C’est l’été, il fait beau, chaud, et on n’a pas forcément l’envie de lire un bouquin trop compliqué, sur la plage. Et même le soir, repu de farniente, on a un peu le cerveau en capilotade. Mais alors, que peut-on lire de fun sans tomber dans l’imbécilité et les bouquins de blogueurs/youtubeurs ? Petite sélection…
De Rien est, enfin, la percée de Geoffroy Monde. Déjà actif depuis plusieurs années, édité chez des indépendants de qualité, participant à des collectifs, il se voit enfin publié dans un écrin splendide, chez un éditeur majeur (Delcourt). Mais ne nous y trompons pas ! S’il change d’ampleur, son univers reste fidèle à lui-même. Oscillant avec bonheur entre humour, absurde, angoisse, et pure méchanceté, il se rapproche du travail fou de Bastien Vivès (dans son blog) ou Ruppert et Mulot (surtout leurs ouvrages publiés à l’Association).
Le graphisme est léché et reconnaissable, les dialogues font mouche, et l’ensemble se permet des digressions et des délires qui tutoient le grand n’importe quoi, et en font le cousin dégénéré d’un Kafka qui aurait bouffé du Desproges au petit déjeuner.
De Rien, c’est LA révélation de l’humour en BD, pour ce début 2016, et c’est à ne pas mettre entre toutes les mains !
Joan Cornellà est une petite star des internets. Multi-diffusées sur Facebook et les autres réseaux sociaux, ses petites histoires muettes et dérangeantes ne laissent personne indifférent. D’un graphisme appliqué et identifiable sans mal, il aborde avec virulence des sujets complexes, et les détourne avec la jubilation d’un grand malade. Son humour est redoutable, d’une noirceur abyssale, et perd parfois le lecteur dans les méandres d’un trop plein d’absurde. Mais l’un dans l’autre, les lectures qui secouent et remettent en cause notre manière d’aborder l’humour et la BD sont trop rares. Ici même fait œuvre utile en publiant enfin cet auteur en francophonie, et sait déjà que tout le monde n’adhèrera pas !
Paf et son comparse Hencule sont de belles enflures.
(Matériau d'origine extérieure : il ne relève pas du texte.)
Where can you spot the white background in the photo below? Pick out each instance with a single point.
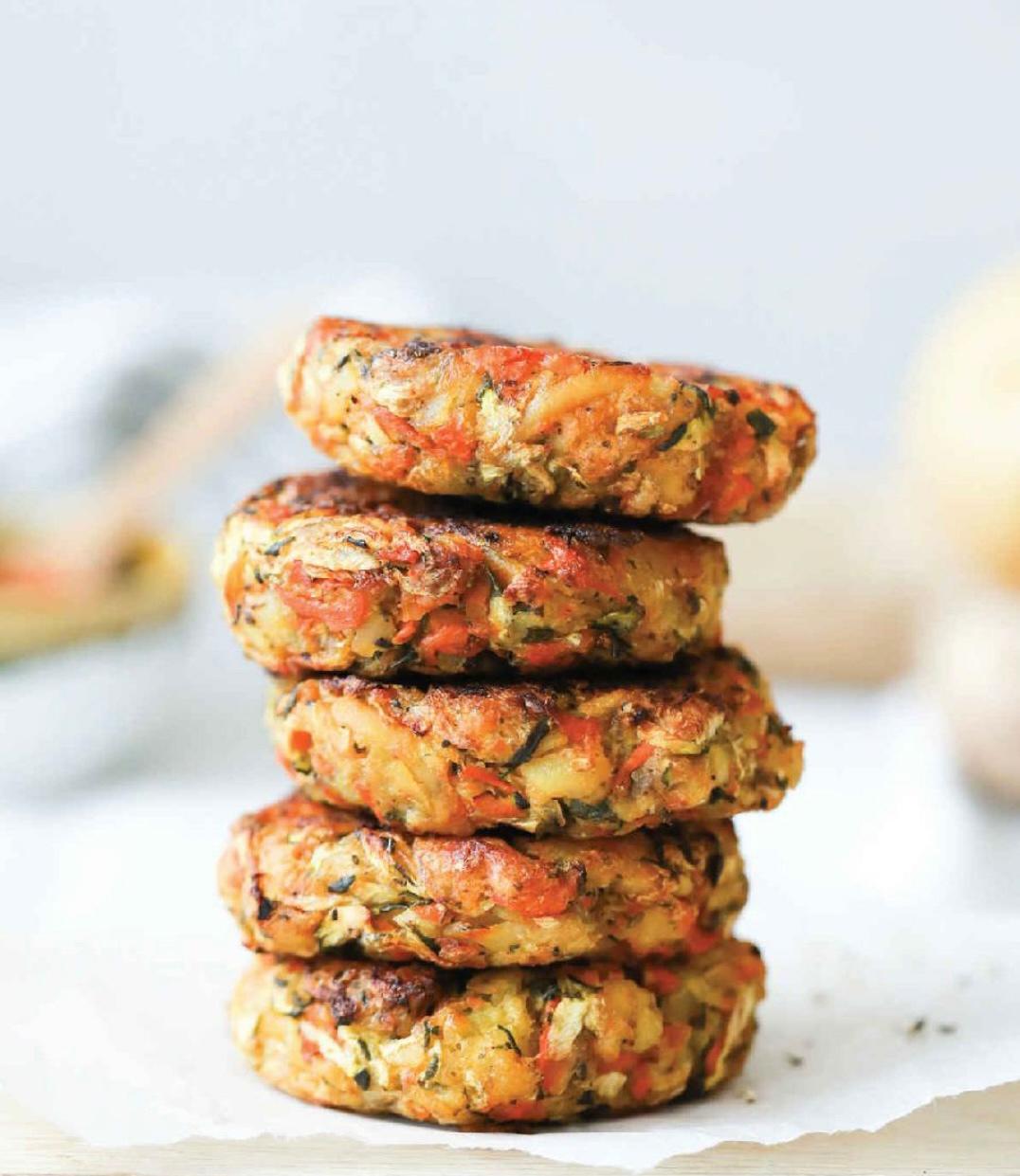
(787, 189)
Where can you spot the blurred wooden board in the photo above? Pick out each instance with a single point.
(976, 1133)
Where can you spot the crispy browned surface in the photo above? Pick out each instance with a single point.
(459, 411)
(323, 571)
(582, 757)
(302, 878)
(501, 1045)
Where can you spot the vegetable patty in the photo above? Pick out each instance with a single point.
(581, 757)
(325, 571)
(503, 1045)
(459, 411)
(302, 878)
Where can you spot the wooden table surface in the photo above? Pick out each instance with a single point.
(972, 1135)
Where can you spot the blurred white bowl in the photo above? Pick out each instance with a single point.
(72, 714)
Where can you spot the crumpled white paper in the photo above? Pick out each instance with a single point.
(883, 898)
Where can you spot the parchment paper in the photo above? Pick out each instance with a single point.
(884, 902)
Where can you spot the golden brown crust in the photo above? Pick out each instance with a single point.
(464, 413)
(505, 1045)
(579, 757)
(302, 878)
(323, 571)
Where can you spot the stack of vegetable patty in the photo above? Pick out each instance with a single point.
(505, 887)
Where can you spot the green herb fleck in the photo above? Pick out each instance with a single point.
(530, 746)
(764, 425)
(511, 1040)
(678, 434)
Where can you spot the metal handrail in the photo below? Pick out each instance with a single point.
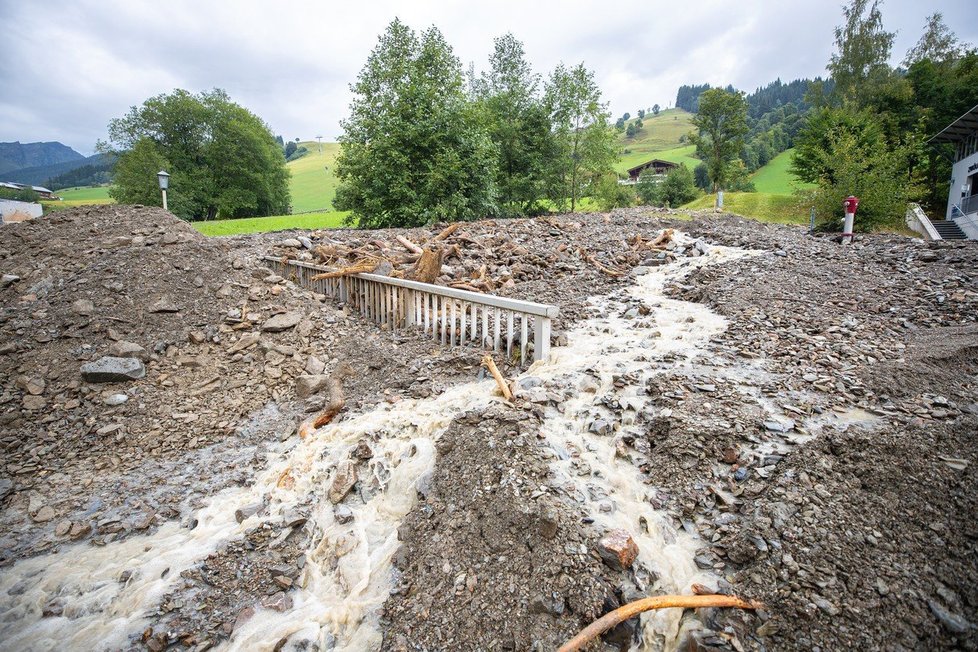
(450, 315)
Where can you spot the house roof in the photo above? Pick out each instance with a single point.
(653, 161)
(963, 127)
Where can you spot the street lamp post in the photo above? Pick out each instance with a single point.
(164, 180)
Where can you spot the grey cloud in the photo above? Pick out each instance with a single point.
(292, 62)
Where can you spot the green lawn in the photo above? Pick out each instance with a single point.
(659, 138)
(96, 194)
(764, 206)
(776, 177)
(324, 220)
(313, 183)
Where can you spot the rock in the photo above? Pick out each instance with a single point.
(83, 307)
(247, 511)
(33, 386)
(952, 621)
(44, 514)
(343, 481)
(314, 366)
(243, 616)
(247, 340)
(277, 602)
(548, 524)
(779, 426)
(363, 450)
(600, 427)
(618, 550)
(123, 349)
(113, 370)
(34, 403)
(529, 382)
(282, 322)
(164, 304)
(342, 514)
(6, 488)
(306, 386)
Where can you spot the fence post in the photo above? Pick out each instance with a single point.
(541, 338)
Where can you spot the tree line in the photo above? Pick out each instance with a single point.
(425, 141)
(867, 134)
(223, 160)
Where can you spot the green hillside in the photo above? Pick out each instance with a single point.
(776, 177)
(313, 183)
(658, 138)
(93, 194)
(764, 206)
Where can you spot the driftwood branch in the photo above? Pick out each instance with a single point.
(410, 246)
(490, 364)
(621, 614)
(447, 231)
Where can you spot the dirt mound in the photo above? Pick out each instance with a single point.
(102, 460)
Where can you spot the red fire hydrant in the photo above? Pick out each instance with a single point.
(850, 204)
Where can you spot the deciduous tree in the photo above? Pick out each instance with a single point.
(586, 143)
(223, 160)
(413, 149)
(721, 125)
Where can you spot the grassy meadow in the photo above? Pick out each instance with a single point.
(313, 183)
(764, 206)
(659, 138)
(323, 220)
(776, 177)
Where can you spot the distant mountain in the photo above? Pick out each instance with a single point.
(18, 156)
(39, 176)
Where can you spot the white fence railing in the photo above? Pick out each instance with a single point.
(452, 317)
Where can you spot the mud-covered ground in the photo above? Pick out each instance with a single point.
(821, 447)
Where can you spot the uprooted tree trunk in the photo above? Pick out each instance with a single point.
(337, 400)
(428, 267)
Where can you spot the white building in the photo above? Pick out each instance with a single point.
(962, 201)
(18, 211)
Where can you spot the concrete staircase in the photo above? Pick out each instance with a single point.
(949, 230)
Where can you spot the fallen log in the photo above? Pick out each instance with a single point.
(621, 614)
(337, 400)
(490, 364)
(662, 238)
(362, 267)
(447, 231)
(428, 267)
(410, 246)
Médecins roublards et détestables, avocats minables et sans scrupule, ils sont dépourvus d’empathie, et profitent de leur statut privilégié pour malmener quiconque doit interagir avec eux. Fer de lance des éditions Même pas mal (et du magazine Aaarg!), les deux lascars sont le miroir déformant de tout ce qui ne va pas dans notre monde, mais deviennent terriblement drôles dès lors que l’on accepte de rire de la misère humaine. C’est méchant, trash, raciste, misogyne, et pourtant, et pourtant… Nous en rions. Salvateur !
Allez, la période de deuil est passée, et nous sommes encore un peu Charlie. Suffisamment en tout cas pour relire avec délectation les pensées imbéciles de Maurice le chien, et Patapon le chat, fruits de l’esprit déviant de Charb (feu rédac’ chef de Charlie Hebdo, donc).
M & P, c’est Le Chat de Geluck, revu et pulvérisé par Vuillemin. Ce sont des brèves de comptoir qui parlent principalement de caca, de pipi et de zizi. C’est vulgaire, mais il se cache comme un fond de vérité, une poésie abstraite de la vraie vie, qui remet en cause notre conception du beau, du drôle. Avec cette série ingénument dégueulasse, Charb a signé le sous-titre du film d’une époque troublée et incompréhensible, et en a souligné l’absurdité et la bêtise. Avec du caca, bien entendu.